Is there something you'd like to Cher with us coriander?


----------



## Paquito (Mar 24, 2011)

WillSpark said:


> Is there something you'd like to Cher with us coriander?


----------



## Blackjack (Mar 24, 2011)

Paquito said:


>



Perfectly expresses my reaction.


----------



## coriander (Mar 24, 2011)

CastingPearls said:


> Not only do I believe in life after love, I believe in love after love.



Good answer - I concur! ^_^



WillSpark said:


> Is there something you'd like to Cher with us coriander?



Oh man, that's so bad it's good.  If only I could rep you, dammit!


----------



## russianrobot (Mar 25, 2011)

coriander said:


> Do you believe in life after love? :batting:





russianrobot said:


> No..No...I don't because, I can feel something inside me say
> I really don't think you're strong enough coriander sorry





Sasquatch! said:


> Woah woah woah, check the aggro at the door, dude.



she asked

Do you believe in life after love?

the next verse of the song is

because, I can feel something inside me say
I really don't think you're strong enough

the No..No...I don't & coriander sorry  were my lame attempt at humor.

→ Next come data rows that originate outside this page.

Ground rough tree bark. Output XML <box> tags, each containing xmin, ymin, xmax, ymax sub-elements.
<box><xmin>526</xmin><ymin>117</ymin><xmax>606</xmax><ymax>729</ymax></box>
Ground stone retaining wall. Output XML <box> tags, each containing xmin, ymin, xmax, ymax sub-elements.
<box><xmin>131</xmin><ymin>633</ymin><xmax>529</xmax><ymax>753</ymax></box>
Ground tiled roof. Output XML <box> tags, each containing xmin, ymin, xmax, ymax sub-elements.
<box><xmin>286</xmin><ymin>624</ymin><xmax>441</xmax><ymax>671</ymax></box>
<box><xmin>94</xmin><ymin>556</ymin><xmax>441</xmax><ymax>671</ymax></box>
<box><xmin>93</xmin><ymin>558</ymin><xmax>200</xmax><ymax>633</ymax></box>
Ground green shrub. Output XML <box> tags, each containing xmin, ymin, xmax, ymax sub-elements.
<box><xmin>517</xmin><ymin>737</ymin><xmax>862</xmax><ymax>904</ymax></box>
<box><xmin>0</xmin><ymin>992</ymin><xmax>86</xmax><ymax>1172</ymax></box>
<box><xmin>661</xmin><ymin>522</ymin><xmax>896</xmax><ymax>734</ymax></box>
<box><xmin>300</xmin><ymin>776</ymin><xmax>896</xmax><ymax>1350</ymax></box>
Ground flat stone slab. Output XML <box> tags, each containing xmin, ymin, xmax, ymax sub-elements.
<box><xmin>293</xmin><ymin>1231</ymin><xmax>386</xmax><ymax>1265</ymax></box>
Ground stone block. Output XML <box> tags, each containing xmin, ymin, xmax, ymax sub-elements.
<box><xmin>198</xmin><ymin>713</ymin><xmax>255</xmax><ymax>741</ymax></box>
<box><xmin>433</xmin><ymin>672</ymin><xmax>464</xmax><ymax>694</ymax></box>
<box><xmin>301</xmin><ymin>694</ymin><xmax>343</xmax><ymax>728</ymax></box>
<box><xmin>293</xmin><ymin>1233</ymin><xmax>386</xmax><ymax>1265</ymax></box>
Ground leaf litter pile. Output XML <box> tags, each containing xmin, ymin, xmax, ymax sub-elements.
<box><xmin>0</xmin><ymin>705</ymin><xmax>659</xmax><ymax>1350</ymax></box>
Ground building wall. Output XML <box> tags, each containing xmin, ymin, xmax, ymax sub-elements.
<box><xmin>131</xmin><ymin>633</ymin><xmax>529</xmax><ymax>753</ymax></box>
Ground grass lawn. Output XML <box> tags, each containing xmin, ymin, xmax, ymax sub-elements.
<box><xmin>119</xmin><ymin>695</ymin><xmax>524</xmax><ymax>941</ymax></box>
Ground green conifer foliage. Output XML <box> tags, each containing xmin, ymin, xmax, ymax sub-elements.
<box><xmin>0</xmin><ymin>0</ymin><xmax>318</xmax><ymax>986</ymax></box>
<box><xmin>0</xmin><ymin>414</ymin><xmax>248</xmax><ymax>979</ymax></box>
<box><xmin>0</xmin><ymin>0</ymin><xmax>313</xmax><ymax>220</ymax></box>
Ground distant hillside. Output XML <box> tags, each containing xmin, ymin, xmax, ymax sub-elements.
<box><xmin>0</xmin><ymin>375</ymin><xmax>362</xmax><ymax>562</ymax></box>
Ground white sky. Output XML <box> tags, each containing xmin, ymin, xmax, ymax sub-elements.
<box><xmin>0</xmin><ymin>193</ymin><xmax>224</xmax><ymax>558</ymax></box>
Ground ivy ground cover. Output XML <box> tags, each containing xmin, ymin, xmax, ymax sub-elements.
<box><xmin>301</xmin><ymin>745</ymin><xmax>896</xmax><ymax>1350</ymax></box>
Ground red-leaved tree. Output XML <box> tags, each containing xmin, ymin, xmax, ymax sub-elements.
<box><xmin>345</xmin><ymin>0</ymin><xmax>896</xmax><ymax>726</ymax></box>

no aggro, just you your misinterpretation dude (but I think with one more _whoa_ you could have sufficiently stopped a horse)


----------



## LalaCity (Mar 25, 2011)

Psst... There are _other_ boards on this very site! 

(Some of the people here can even be found on said other boards!)


----------



## Fatgirlfan (Mar 27, 2011)

Have you noticed that so called romantic comedies all involve the bullshit contrived exploits of upper middle class white people??
WTF


----------



## Sasquatch! (Mar 27, 2011)

russianrobot said:


> she asked
> 
> Do you believe in life after love?
> 
> ...



1--If anyone needs a horse stopping, I am your man.

2--The angry smiley was a bit misleading.


----------



## coriander (Mar 28, 2011)

Sasquatch! said:


> 1--If anyone needs a horse stopping, I am your man.
> 
> 2--The angry smiley was a bit misleading.



I am with you on both counts.


----------